That’s not to say every run should be at a conversational pace – there are places for fartlek training, speed training and tempo runs in nearly every training regime for a reason. However, a majority of training runs should be at conversational pace to help develop cardiovascular and muscular systems without putting too much strain on the body.
In our modern day society of a bajillion different types of fitness tracking apps, wristbands and watches it can be difficult to forget about time and concentrate on feel. I understand the desire to hit certain numbers (it’s what I do for a living, after all). But trust me, it’s okay to leave the fancy gadgets behind sometimes and just enjoy the run.

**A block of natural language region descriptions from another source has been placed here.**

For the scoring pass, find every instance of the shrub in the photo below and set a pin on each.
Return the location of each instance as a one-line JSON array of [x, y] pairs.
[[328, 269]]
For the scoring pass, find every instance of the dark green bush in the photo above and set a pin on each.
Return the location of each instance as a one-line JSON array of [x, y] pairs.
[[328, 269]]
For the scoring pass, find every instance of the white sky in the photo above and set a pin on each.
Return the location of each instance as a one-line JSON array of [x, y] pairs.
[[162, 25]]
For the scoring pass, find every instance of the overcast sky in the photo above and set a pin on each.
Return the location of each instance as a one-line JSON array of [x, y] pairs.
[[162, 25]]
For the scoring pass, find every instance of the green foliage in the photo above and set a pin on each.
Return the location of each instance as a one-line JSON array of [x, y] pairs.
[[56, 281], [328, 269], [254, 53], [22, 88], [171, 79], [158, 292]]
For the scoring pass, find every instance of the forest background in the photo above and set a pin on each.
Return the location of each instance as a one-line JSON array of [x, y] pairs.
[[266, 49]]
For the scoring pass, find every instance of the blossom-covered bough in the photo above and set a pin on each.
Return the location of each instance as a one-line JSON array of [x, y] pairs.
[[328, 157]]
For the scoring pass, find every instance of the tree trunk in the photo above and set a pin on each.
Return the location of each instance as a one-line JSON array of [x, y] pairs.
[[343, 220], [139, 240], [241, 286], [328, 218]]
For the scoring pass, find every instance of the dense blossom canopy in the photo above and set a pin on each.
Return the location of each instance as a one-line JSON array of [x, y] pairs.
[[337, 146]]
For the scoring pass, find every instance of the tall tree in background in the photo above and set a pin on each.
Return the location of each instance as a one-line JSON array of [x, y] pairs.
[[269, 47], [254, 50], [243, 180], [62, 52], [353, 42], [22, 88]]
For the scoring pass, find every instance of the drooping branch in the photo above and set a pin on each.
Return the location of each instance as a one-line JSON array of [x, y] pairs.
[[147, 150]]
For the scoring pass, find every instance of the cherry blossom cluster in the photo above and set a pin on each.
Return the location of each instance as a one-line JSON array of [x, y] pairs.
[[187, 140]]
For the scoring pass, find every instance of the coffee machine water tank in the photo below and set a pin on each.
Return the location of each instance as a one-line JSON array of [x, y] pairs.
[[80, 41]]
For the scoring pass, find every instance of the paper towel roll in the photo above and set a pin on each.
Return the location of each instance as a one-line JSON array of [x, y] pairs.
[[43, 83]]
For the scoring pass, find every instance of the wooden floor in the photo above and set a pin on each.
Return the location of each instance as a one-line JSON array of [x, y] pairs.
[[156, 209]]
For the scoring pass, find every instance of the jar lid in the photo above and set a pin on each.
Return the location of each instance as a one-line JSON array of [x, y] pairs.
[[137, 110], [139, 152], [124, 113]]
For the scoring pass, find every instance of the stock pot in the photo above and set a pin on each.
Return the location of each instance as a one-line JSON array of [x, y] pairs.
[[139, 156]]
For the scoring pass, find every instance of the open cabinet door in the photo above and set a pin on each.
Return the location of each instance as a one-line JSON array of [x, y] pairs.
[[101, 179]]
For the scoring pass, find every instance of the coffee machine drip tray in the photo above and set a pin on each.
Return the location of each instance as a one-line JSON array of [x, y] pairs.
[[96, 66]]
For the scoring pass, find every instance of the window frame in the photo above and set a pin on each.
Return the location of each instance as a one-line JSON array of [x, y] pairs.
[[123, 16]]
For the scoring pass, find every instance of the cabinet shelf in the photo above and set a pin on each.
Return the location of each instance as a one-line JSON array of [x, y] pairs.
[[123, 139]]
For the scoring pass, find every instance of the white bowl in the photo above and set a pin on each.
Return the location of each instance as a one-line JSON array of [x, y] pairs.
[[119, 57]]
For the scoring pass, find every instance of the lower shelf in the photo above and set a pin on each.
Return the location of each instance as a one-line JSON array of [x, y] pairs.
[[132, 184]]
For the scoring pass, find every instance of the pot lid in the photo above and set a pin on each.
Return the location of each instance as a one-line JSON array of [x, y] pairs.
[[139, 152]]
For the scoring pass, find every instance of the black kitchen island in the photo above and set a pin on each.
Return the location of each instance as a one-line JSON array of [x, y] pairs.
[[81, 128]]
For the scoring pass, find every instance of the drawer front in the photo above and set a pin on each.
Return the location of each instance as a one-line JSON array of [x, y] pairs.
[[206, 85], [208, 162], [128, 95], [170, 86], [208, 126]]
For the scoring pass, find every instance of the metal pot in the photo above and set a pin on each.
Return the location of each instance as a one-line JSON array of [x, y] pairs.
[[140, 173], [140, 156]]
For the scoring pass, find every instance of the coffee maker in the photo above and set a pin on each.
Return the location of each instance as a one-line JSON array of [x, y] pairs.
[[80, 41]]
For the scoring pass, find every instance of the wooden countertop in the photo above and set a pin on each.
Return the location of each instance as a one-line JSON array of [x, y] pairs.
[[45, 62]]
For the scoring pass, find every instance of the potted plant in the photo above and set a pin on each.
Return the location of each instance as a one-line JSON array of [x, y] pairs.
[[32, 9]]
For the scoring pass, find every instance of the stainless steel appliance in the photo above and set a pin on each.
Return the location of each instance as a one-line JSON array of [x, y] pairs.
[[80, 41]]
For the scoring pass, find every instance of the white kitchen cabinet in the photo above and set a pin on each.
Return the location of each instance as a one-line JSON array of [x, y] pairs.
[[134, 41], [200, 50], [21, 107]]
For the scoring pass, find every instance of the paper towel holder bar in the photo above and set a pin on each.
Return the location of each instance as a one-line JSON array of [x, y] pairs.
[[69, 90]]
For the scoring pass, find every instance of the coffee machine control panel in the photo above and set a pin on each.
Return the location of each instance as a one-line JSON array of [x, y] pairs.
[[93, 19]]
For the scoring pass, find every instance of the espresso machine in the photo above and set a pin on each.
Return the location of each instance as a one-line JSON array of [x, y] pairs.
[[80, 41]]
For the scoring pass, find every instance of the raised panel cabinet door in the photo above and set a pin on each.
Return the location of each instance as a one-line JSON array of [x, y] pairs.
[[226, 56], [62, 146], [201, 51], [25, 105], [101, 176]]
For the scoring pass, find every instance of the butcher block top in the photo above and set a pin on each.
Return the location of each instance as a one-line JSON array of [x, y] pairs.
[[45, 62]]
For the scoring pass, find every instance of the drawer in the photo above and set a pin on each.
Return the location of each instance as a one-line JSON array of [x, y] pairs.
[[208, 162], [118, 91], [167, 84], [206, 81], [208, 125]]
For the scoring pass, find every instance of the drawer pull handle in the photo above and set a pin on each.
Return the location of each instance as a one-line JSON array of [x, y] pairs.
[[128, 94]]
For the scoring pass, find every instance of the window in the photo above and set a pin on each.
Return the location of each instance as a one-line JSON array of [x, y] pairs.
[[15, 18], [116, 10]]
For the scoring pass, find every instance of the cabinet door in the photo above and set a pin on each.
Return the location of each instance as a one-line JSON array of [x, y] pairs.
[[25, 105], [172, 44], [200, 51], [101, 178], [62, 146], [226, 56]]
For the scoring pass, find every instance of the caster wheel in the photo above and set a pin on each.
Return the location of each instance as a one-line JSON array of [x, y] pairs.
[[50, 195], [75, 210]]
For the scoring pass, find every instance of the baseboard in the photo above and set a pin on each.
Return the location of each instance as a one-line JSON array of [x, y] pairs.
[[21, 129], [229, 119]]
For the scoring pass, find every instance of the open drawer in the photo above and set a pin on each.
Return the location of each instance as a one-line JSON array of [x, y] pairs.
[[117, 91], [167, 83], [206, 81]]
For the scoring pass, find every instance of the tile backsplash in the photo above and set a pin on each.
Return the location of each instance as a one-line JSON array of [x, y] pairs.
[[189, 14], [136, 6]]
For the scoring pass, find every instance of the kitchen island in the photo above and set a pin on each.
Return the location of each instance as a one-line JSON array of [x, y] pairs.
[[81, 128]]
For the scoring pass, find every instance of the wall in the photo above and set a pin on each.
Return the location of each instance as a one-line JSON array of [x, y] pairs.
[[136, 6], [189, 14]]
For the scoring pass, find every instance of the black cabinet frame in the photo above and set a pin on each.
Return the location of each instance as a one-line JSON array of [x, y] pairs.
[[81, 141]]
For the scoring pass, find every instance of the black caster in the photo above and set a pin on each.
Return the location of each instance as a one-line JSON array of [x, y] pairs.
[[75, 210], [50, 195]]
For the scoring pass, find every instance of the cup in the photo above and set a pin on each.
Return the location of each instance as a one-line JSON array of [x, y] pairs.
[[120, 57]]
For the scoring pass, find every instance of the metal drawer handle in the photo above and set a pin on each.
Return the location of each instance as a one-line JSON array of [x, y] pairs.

This past week, Kristen and I ran the Espirit de She 5k and committed to running it at a conversational pace for two reasons:
(1) We had a LOT of catching up to do about the Taylor Swift concert, our upcoming Hood to Coast relay race, how much we want to be in Taylor Swift’s girl gang, the fact that we blacked out and signed up for another marathon this fall … and duh, boys.
(2) As we are in the midst of marathon training, we both haven’t really been training to PR on a 5k, so taking a casual approach to the race instead of an in-it-to-win-it one just seemed right.
We ended up running a great race that we are both proud of, we got to catch up about #ALLTHETHINGS, we didn’t die in the humidity of Chicago summer nights and we don’t look like we are dying in our finish line photos.
Basically, it’s okay to slow down. It can be GOOD for you. We all might have running PR goals in mind, but sometimes it’s just as important to pause and remember why we enjoy running in the first place (and take the time to discuss TSwift… because yaaaas).
PS, anyone want to join our girl gang?